Stress responses could compromise protein function by damaging cellular structures and thus deliver stress signals to the organisms (Imrie and Sadler 2012; Ron and Walter 2007). Therefore, organisms must respond to stress and maintain homeostasis. Studies have demonstrated that in response to stress, organisms undergo alterations in the structure and function of numerous enzymes and structural proteins. This leads to the synthesis of diverse stress response proteins, such as heat shock proteins, which are specifically designed to safeguard the organism from detrimental changes brought about by the stressors (Parsell and Lindquist 1993). In our study, GO analysis revealed that DEGs were primarily related to protein processing and cellular response to stress in E. superba. In agreement with our results, a recent study found that cellular activities and cellular processes in kuruma shrimp (Marsupenaeus japonicus) were also impacted by heat stress and M. japonicus produced adaptive responses to maintain physiological homeostasis through the transcriptional up-regulation of heat shock proteins and antioxidant enzymes (Zheng et al. 2019). Another study found that Arctic charr (Salvelinus alpinus) responded to increasing temperature by enhancing the expression of heat shock proteins and ubiquitin (Quinn et al. 2011). Therefore, we speculated that E. superba might avoid cellular damage caused by higher temperatures via protein processing and cellular activities.

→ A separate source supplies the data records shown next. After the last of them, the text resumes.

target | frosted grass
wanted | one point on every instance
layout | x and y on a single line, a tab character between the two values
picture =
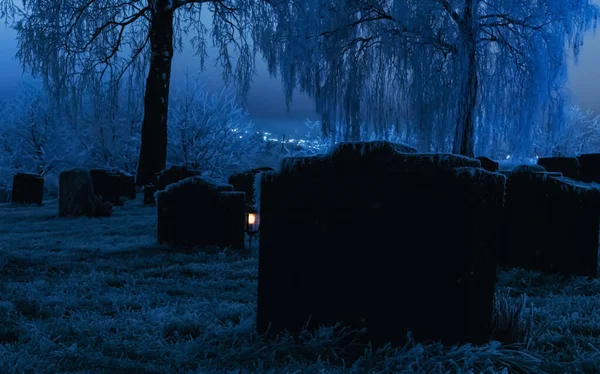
98	296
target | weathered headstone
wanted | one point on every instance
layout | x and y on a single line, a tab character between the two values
75	193
552	223
149	191
248	182
173	175
195	211
231	216
374	237
5	194
589	167
107	185
568	166
127	184
488	164
28	188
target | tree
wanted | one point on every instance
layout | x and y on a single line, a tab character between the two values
442	68
75	45
210	132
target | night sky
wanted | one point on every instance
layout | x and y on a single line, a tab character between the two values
266	103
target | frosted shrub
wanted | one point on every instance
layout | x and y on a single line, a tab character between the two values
32	137
581	134
108	132
210	132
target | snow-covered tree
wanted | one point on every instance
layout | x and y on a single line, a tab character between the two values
77	44
439	68
210	132
32	137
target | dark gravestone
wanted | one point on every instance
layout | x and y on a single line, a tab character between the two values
380	239
127	184
194	212
488	164
552	224
173	175
231	216
249	183
568	166
28	188
149	191
75	193
589	167
5	194
107	185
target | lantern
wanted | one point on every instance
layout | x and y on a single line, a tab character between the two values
252	222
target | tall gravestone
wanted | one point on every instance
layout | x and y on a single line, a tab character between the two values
376	235
589	167
75	193
28	188
552	223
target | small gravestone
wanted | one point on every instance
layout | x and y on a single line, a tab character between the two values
149	191
231	216
194	211
568	166
375	235
488	164
76	193
107	185
28	188
173	175
249	183
127	184
589	167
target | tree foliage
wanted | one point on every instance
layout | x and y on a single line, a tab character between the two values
76	46
455	72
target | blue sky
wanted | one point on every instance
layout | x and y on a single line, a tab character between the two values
266	103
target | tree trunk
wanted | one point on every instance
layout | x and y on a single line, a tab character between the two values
464	140
153	152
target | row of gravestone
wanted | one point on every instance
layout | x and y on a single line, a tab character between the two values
377	235
194	210
94	192
110	185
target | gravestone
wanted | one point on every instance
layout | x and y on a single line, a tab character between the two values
173	175
249	183
488	164
589	167
5	194
552	223
149	191
127	184
76	193
199	211
568	166
28	188
107	185
375	235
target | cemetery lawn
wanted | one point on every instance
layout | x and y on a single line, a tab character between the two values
98	296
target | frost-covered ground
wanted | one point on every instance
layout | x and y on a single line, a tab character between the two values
97	296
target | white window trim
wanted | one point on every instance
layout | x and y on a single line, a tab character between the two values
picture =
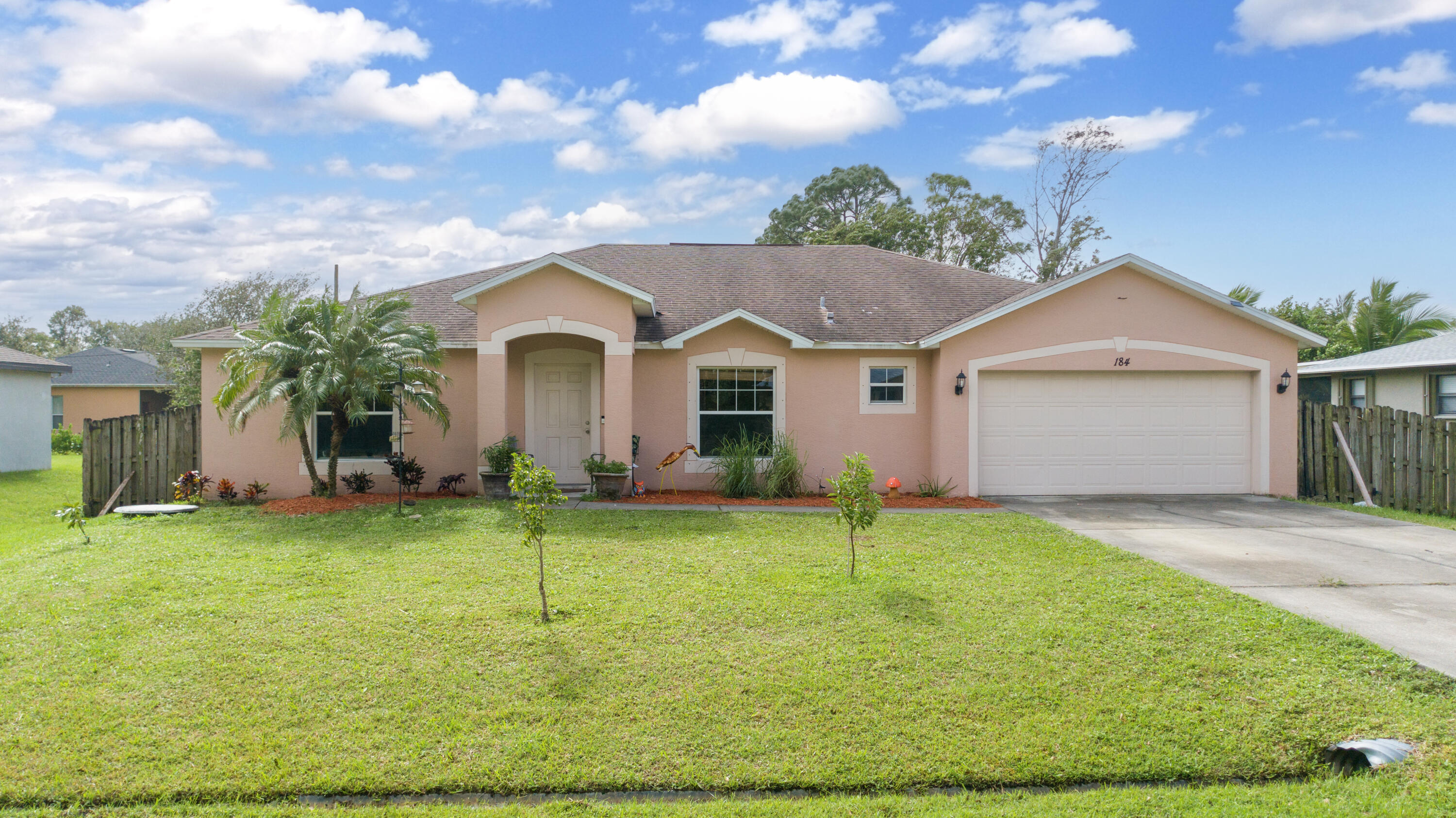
369	465
865	407
731	357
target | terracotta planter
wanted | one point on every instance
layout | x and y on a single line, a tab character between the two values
496	485
609	486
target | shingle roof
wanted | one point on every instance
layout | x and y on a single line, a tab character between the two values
1439	351
28	363
105	366
876	296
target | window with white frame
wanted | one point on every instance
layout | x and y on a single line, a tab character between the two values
1446	397
1356	392
887	386
733	401
362	441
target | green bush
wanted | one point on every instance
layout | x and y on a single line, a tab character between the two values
498	454
66	441
784	475
599	465
737	470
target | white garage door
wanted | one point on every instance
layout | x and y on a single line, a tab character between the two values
1114	433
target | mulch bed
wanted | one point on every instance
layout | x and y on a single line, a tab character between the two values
299	505
714	498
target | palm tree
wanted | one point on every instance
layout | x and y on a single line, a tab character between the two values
1385	319
356	353
267	370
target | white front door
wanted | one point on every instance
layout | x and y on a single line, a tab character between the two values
1116	433
563	419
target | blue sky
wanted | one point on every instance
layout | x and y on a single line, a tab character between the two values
152	149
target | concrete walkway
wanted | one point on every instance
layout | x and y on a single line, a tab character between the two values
1392	583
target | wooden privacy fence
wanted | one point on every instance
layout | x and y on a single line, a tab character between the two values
153	449
1407	459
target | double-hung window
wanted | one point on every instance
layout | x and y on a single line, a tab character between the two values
363	441
733	401
1356	391
1446	397
887	385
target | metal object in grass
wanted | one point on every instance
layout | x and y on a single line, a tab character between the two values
153	510
1350	757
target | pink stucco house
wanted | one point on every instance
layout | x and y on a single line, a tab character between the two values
1123	379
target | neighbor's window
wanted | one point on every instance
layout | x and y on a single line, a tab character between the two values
731	401
887	385
367	440
1357	395
1446	395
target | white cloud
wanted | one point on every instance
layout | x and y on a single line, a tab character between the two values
602	217
165	142
809	25
928	94
24	114
779	111
1285	24
216	54
391	172
1419	70
583	155
1036	35
1017	148
369	97
1435	114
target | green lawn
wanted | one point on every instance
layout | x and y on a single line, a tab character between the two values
232	655
1392	514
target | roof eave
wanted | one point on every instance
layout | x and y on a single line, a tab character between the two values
643	302
1305	338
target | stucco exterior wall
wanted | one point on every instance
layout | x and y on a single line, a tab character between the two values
258	454
25	435
97	402
1129	305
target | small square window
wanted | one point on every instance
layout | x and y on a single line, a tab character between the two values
1446	395
887	385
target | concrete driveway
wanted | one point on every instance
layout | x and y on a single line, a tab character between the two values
1392	583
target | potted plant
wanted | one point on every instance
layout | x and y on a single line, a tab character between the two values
496	475
609	478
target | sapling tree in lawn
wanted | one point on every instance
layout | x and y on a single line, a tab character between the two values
858	505
536	488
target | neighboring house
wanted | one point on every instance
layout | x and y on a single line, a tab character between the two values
107	384
25	405
1419	378
1125	378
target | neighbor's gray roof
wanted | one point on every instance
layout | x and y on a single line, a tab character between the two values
105	366
1439	351
28	363
876	295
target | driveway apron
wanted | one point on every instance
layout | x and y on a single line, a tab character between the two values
1390	581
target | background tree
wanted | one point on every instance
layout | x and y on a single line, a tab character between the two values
354	353
858	505
848	206
1059	228
536	489
1247	295
267	370
967	229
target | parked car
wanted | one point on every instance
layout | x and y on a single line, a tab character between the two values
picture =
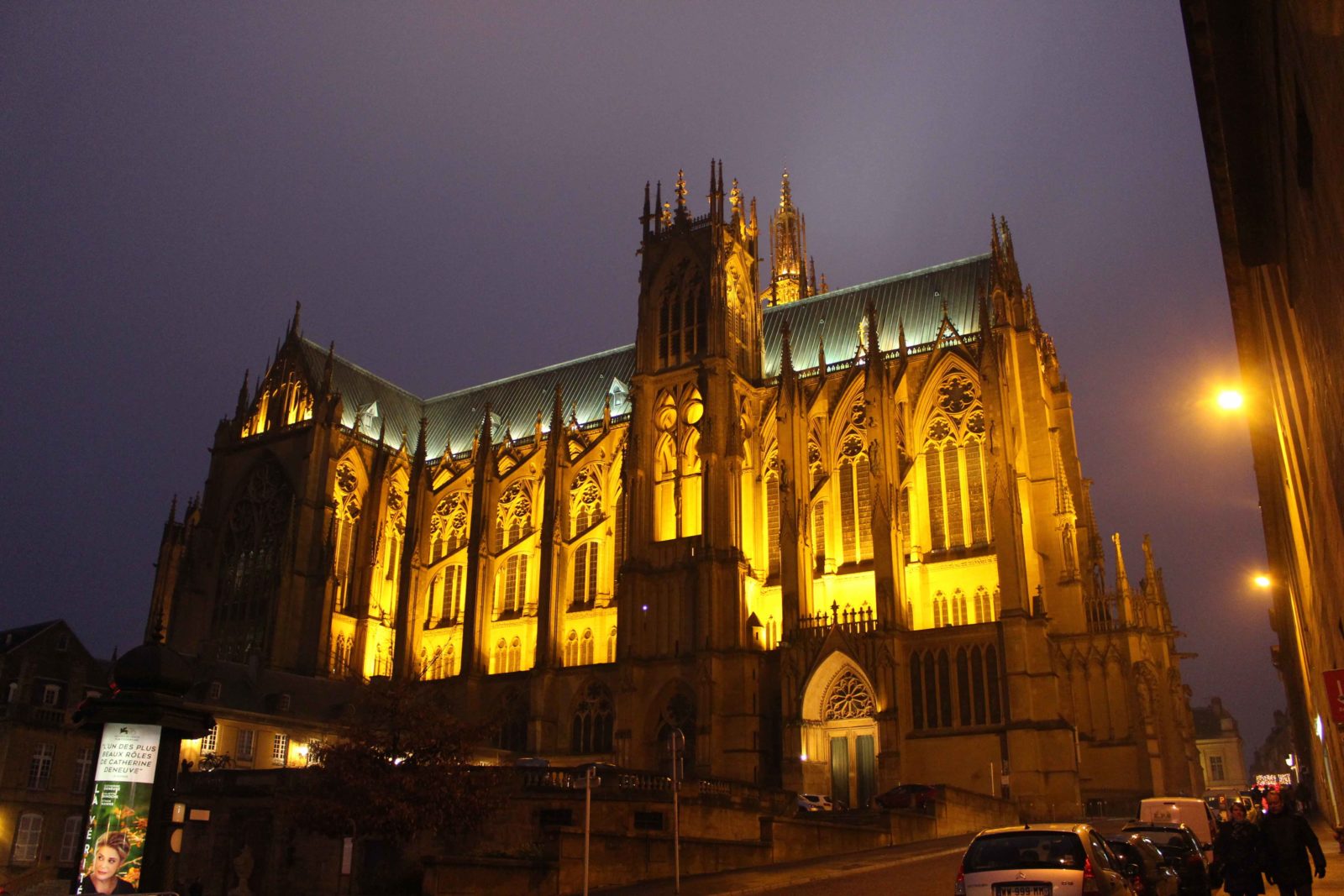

Rising temperatures can induce various responses in shrimp, including changes in energy metabolism, heat stress, signaling and protein stabilization, which are common responses to environmental change (Hofmann and Todgham 2010; Zhou et al. 2010). Eukaryotes respond to heat stress by activating MAPK signaling pathways. MAPK signaling pathway is mainly composed of extracellular signal-regulated kinases, c-jun amino-terminal kinases and p38 MAPK. P38 MAPK subfamilies are primarily involved in inflammatory and environmental stress (UV irradiation, hyperosmolarity, heat shock response) responses (Winkler et al. 2002). Feidantsis et al. found that the p38 signaling pathway was involved in the regulation of heat shock protein Hsp70, protecting red blood cells under high temperature stress in gilt-head sea bream (Sparus Aurata) (Feidantsis et al. 2012). In addition, Anestis et al. suggested that the phosphorylation levels of p38 signaling pathway increase with increasing environmental temperatures in Mytilus galloprovincialis (Anestis et al. 2007). In this study, DEGs were shown to be involved in the MAPK signaling pathway. Therefore, the MAPK pathway might be involved in heat stress response in E. superba.

In conclusion, we performed transcriptome analysis of E. superba exposed to different temperatures and we obtained 1,623, 142, and 842 DEGs in MT versus LT, HT versus LT, and HT versus MT, respectively. These DEGs were primarily linked to the Hippo signaling pathway, MAPK signaling pathway, and Toll−like receptor signaling pathway. Altogether, the present study provides a suitable foundation for further research into the temperature adaptation mechanisms in E. superba.